Могла ли подумать Флира полгода назад, перемывая на кухне посуду в тазу, что ей доведётся танцевать с графом Орионом в королевском бальном зале? От счастья она не чуяла ног под собой. Ей хотелось прильнуть к своему кавалеру, положить ему голову на плечо, как позволяли себе некоторые смелые девицы, и просто молчать, ни о чём не думая. Но здравый смысл, который не изменял Флире даже в такие мгновения, требовал действий: танец скоро кончится, и птичка улетит. Нужно срочно что-то сделать: заговорить, спросить какую-нибудь ерунду, оступиться. Или лучше упасть в обморок?

Но граф избавил её от раздумий — он заговорил сам.

— Скажите, прекрасная маска, не знаете ли вы, которая из дам — принцесса Финора?

Флиру перекосило — хорошо, что она была в маске. Но она взяла себя в руки и как можно веселее ответила:

— Скажу вам по секрету, сударь: её высочества нет на балу. Она готовится к помолвке и думает только о своём будущем муже.

— Благодарю, сударыня. Вы, должно быть, её подруга?

— Да, я фрейлина. И мне кажется, что мы с вами знакомы!

— Узнаем в конце бала, когда придёт время снимать маски, — вежливо ответил граф.

— Зачем же так долго ждать? — промурлыкала Флира. — Можно выйти в сад и снять их прямо сейчас.

— Хорошая идея, но я бы предпочёл не разрушать тайну. Маскарад бывает только раз в году, почему бы им не насладиться сполна?

— Мне, признаться, наскучили балы, — гнула своё Флира, попытавшись зайти с другого боку.

— Похоже, не только вам, сударыня. Но уверены ли вы, что её высочества нет в зале?

— Да.

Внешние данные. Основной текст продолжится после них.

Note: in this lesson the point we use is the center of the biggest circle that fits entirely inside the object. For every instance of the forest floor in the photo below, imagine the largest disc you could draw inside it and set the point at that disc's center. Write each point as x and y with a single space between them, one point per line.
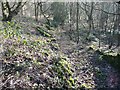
90 71
30 59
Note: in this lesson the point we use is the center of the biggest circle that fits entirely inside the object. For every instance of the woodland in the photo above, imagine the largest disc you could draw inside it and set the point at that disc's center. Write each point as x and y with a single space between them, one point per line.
59 45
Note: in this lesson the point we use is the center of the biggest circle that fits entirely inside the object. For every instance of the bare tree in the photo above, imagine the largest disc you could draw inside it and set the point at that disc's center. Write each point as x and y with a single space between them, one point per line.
9 11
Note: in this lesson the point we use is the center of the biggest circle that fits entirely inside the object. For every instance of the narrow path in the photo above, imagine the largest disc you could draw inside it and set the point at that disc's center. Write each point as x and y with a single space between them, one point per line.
90 72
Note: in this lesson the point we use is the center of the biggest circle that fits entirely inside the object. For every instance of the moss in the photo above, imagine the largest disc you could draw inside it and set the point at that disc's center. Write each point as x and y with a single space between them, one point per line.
43 32
63 70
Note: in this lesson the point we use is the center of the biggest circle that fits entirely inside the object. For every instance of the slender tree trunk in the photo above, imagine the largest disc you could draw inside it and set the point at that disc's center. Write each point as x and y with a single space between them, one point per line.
77 22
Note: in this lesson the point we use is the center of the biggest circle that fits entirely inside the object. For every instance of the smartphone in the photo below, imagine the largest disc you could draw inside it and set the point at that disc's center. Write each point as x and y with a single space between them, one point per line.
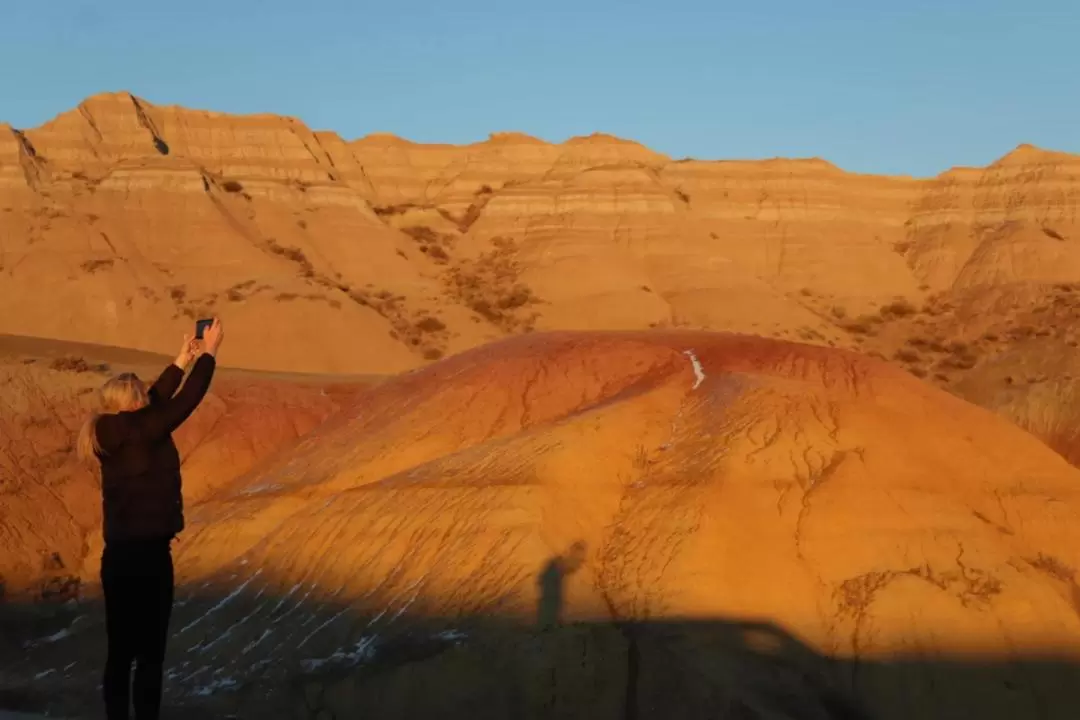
201 326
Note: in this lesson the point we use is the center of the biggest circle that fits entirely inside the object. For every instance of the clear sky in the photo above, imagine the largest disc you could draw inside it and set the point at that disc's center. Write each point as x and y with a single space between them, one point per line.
874 85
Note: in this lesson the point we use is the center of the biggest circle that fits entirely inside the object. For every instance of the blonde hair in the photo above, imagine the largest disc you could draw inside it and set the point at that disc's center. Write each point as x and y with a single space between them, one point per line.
123 392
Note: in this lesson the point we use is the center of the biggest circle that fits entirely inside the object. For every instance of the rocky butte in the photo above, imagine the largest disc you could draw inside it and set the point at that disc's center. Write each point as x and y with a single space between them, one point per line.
648 437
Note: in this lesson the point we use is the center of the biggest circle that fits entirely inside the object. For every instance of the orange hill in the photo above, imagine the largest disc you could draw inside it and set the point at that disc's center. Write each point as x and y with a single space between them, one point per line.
693 477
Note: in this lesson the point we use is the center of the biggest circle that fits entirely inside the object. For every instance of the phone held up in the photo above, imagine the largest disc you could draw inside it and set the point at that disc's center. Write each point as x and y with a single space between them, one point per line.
201 326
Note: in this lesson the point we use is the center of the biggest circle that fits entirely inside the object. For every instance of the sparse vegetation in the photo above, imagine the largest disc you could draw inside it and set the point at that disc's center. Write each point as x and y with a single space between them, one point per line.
99 263
388 211
898 309
293 254
905 355
489 287
1053 567
430 324
76 364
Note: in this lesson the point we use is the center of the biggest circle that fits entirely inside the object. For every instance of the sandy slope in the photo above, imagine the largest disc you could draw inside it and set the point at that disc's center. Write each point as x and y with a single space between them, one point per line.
50 504
694 476
380 255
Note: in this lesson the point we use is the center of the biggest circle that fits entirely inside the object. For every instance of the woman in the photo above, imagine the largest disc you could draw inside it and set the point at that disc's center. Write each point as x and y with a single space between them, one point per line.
131 436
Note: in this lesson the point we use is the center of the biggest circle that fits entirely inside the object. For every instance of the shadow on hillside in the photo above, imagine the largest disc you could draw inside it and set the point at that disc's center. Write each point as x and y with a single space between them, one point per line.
488 667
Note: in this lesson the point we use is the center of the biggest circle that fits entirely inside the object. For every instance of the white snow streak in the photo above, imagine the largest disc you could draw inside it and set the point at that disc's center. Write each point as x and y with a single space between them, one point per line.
220 605
362 651
699 371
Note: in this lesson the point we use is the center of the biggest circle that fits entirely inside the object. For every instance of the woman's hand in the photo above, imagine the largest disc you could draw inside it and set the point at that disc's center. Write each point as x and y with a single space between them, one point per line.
213 337
188 352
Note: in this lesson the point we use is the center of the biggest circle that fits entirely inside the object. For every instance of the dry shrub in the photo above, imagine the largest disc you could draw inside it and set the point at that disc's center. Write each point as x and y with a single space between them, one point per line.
75 364
387 211
898 309
862 325
1053 567
293 254
489 287
905 355
94 266
430 324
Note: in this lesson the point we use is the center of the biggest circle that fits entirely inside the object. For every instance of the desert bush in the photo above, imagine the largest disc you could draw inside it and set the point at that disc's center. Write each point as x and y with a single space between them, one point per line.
386 211
430 324
421 233
94 266
293 254
436 253
1053 567
898 309
518 295
862 325
76 364
905 355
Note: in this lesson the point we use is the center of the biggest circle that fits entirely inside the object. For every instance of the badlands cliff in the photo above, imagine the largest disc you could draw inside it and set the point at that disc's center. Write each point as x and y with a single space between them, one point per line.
137 217
684 524
569 500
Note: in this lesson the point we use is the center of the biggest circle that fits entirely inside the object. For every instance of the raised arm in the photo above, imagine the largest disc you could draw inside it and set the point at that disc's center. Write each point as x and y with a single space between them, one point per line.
160 419
166 383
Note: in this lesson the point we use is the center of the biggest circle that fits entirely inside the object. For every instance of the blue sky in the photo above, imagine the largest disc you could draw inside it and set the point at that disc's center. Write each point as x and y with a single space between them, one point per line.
912 87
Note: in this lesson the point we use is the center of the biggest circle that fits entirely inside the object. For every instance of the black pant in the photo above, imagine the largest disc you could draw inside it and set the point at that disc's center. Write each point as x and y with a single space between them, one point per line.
137 580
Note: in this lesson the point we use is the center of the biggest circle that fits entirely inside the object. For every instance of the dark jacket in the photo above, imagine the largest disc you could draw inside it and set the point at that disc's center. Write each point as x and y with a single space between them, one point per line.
140 466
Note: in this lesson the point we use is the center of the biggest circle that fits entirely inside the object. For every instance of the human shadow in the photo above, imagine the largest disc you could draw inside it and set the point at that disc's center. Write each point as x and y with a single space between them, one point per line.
552 581
382 663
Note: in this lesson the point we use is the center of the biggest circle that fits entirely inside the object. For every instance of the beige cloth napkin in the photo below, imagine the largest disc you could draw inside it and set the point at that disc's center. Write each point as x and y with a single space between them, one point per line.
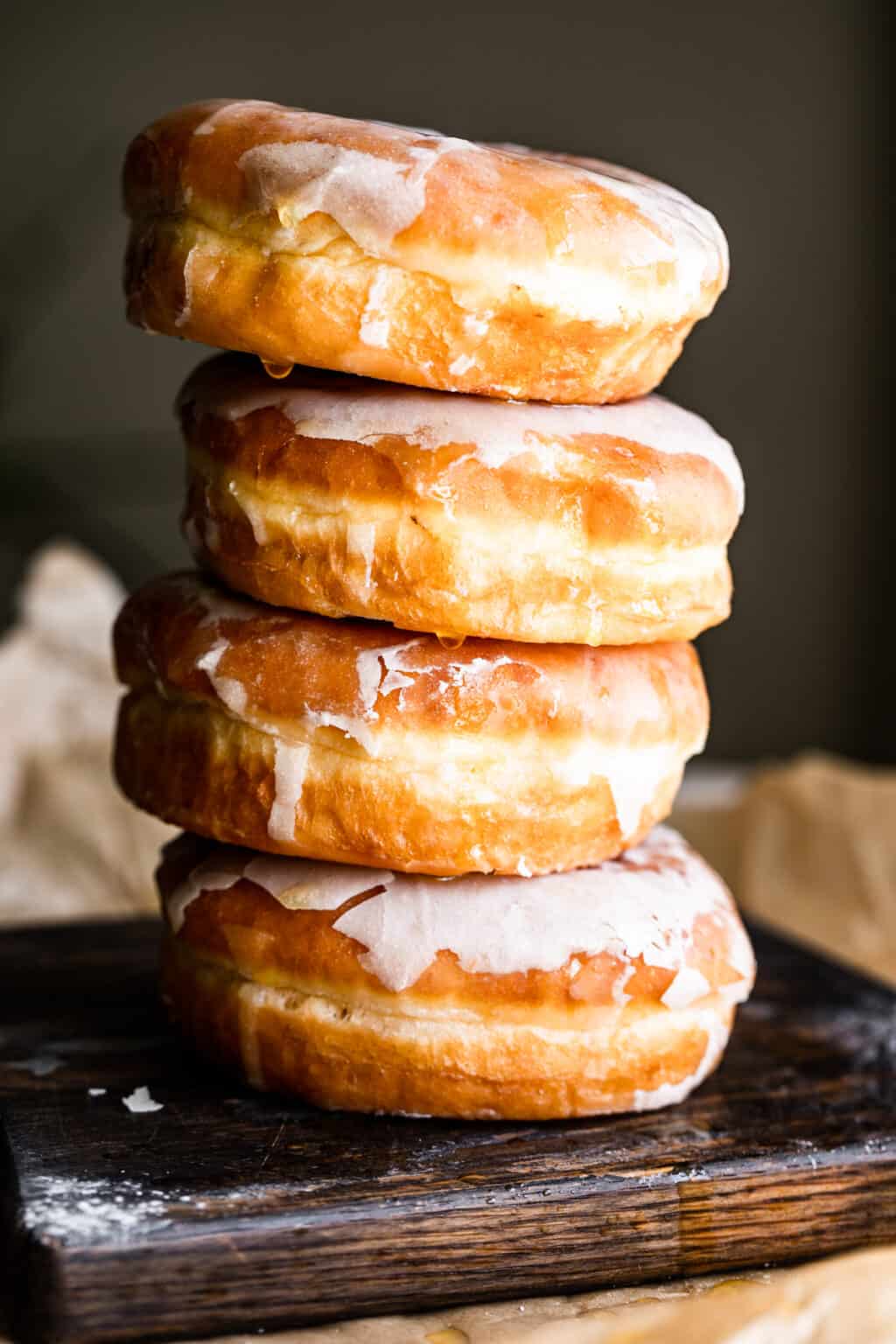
808 847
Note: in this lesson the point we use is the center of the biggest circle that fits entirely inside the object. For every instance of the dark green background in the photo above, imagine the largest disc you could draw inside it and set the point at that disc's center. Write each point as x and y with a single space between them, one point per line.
767 113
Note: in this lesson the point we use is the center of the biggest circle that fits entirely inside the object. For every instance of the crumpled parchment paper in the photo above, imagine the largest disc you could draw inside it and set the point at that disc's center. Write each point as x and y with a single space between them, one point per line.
808 847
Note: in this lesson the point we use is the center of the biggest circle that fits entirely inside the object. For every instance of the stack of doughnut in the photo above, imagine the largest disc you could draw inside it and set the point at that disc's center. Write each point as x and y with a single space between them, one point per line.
427 696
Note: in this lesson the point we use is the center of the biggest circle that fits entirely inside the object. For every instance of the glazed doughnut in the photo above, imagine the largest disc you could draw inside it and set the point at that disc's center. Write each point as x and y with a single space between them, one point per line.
351 742
605 990
584 524
411 257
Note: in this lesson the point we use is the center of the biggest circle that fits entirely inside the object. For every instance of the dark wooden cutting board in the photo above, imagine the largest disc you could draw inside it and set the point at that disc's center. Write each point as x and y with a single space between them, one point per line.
228 1211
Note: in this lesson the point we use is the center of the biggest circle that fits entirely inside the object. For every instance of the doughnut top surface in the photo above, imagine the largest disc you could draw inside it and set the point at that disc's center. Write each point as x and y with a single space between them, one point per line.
644 906
574 233
554 440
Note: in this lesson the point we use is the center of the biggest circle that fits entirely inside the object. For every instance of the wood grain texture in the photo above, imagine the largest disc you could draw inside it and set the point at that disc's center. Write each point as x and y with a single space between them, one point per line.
230 1211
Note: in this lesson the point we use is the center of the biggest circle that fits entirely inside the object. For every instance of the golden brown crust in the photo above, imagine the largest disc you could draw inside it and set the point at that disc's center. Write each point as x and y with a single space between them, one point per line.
246 929
308 1000
446 265
344 1060
544 524
293 734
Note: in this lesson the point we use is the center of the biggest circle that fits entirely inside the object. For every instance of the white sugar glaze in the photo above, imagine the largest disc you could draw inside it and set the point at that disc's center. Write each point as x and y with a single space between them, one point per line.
358 410
371 179
634 773
644 905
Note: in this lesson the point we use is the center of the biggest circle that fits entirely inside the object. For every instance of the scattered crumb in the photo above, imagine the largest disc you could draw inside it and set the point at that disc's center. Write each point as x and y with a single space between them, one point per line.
140 1101
75 1210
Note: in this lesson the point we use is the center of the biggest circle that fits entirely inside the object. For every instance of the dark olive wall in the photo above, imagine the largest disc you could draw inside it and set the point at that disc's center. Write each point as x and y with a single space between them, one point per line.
768 113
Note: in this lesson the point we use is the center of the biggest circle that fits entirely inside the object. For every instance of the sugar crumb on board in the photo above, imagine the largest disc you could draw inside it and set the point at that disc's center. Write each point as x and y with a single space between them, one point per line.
140 1102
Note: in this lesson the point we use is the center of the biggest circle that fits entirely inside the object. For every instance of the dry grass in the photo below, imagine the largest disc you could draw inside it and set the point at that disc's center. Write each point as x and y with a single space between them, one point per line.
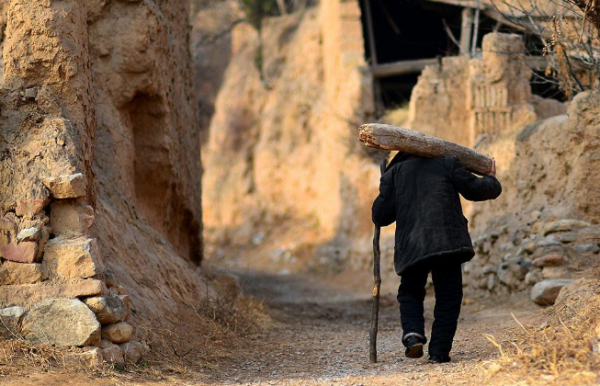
564 349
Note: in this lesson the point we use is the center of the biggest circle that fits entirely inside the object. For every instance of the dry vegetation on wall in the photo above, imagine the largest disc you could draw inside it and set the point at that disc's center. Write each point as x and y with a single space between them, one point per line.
562 348
569 31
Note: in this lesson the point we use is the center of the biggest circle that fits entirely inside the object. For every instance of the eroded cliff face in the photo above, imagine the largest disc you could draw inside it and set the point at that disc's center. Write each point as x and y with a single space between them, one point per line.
543 230
287 151
101 160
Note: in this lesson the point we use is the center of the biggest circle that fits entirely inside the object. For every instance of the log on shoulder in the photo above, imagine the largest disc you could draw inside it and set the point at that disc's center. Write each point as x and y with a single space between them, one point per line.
388 137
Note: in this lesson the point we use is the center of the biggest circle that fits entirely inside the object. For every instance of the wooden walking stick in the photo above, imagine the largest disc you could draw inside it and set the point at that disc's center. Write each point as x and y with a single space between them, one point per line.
376 287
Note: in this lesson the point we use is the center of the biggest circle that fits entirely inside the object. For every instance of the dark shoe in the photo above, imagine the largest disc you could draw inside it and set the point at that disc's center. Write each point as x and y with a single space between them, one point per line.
439 359
414 348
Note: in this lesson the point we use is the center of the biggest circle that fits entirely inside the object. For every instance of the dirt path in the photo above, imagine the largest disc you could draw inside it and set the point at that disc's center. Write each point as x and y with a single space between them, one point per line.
320 337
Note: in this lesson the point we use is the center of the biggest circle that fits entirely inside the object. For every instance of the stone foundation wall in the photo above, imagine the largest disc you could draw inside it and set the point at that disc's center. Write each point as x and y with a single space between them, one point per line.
545 224
101 171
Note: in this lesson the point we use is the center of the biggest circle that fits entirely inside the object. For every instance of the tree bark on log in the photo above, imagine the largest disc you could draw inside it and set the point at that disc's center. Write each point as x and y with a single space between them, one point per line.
388 137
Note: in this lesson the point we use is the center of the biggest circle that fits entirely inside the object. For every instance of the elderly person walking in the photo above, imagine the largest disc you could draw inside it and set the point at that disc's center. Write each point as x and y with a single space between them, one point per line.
422 196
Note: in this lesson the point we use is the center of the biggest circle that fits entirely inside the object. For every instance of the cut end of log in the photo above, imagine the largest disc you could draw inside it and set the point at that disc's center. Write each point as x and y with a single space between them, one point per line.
366 134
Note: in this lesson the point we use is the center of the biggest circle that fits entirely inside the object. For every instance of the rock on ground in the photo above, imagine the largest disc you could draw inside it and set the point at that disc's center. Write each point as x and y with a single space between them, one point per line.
111 352
62 322
89 358
134 351
117 333
19 273
545 292
108 309
10 317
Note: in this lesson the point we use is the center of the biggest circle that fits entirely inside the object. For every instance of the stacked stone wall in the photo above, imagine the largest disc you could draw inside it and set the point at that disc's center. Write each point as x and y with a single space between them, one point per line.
101 172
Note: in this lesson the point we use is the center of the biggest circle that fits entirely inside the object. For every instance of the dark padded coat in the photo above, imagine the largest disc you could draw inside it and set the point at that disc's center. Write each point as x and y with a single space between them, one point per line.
421 195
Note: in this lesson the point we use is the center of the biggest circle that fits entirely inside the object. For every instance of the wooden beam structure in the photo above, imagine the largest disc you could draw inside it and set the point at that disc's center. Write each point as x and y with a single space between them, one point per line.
466 30
538 63
401 68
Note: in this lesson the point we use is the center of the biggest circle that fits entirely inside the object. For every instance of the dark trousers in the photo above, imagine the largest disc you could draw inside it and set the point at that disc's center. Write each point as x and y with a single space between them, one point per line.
447 282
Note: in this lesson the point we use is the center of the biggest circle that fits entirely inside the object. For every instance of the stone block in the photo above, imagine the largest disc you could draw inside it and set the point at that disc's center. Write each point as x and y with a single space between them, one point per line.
545 292
587 247
24 252
533 277
66 186
552 260
28 234
7 224
67 259
564 226
134 352
31 207
127 301
10 317
118 332
108 309
19 273
555 273
69 219
29 294
111 352
61 322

Она сама мне сказала, что не пойдёт на вторую часть праздника, — с глубокой искренностью в голосе соврала Флира. Уж что-что, а врать она умела хорошо.

— Странно. Насколько мне известно, принцесса любит балы. Что заставило её отказаться? Может быть, она нездорова? — встревожился граф, и Флира под маской скорчила недовольную мину.

— С ней всё в порядке. И любит она не балы, а короля Хино, — с досадой ответила она. Заметив, что он глядит по сторонам и высматривает среди масок принцессу, Флира перешла к решительным действиям. Она томно охнула, покачнулась и повисла на нём всем телом.

— Сударыня, вам плохо? Я позову лекаря.

— Нет, не стоит беспокоиться. Просто закружилась голова. Здесь так душно. Эти свечи…

— Вам есть двадцать пять?

— Недавно исполнилось.

— Я отведу вас в сад.

— Да, сделайте одолжение.

Граф вывел её, поддерживая под руку. Лакеи перед ними расступились. Никто не мог видеть под маской самодовольную ухмылку Флиры, а по её походке ничего нельзя было сказать. Они вышли через восточные двери и остановились на открытой веранде, так как начал накрапывать весенний дождик. Кроме них, здесь не было никого.

Каменная галерея с узорчатыми полами тянулась вдоль всего крыла и предназначалась для прогулок в пасмурные дни. Разумеется, сюда могли выйти лишь совершеннолетние — веранда считалась уличной территорией. Навес поддерживался рядом витых колонн, сводчатый потолок украшала белая лепнина, а для отдыха возле стены стояла плетёная мебель. Для услаждения взора прогуливающейся знати тут и там стояли горшки с цветами.

Граф усадил свою спутницу на плетёный диван и поинтересовался её самочувствием.

— Благодарю, мне гораздо лучше.

— Я рад. В таком случае, я оставлю вас.

— Нет. Подождите! — страстно прошептала она и сорвала маску. Свет фонарей выгодно подчёркивал тёмные брови и алые губы Флиры, делая её ещё красивее. — Теперь ваша очередь.

— Я не достоин предстать перед такой красавицей без маски, — поклонился граф, но Флире послышалась в его голосе улыбка.

— Так нечестно, — игриво сказала она. — Я же сняла!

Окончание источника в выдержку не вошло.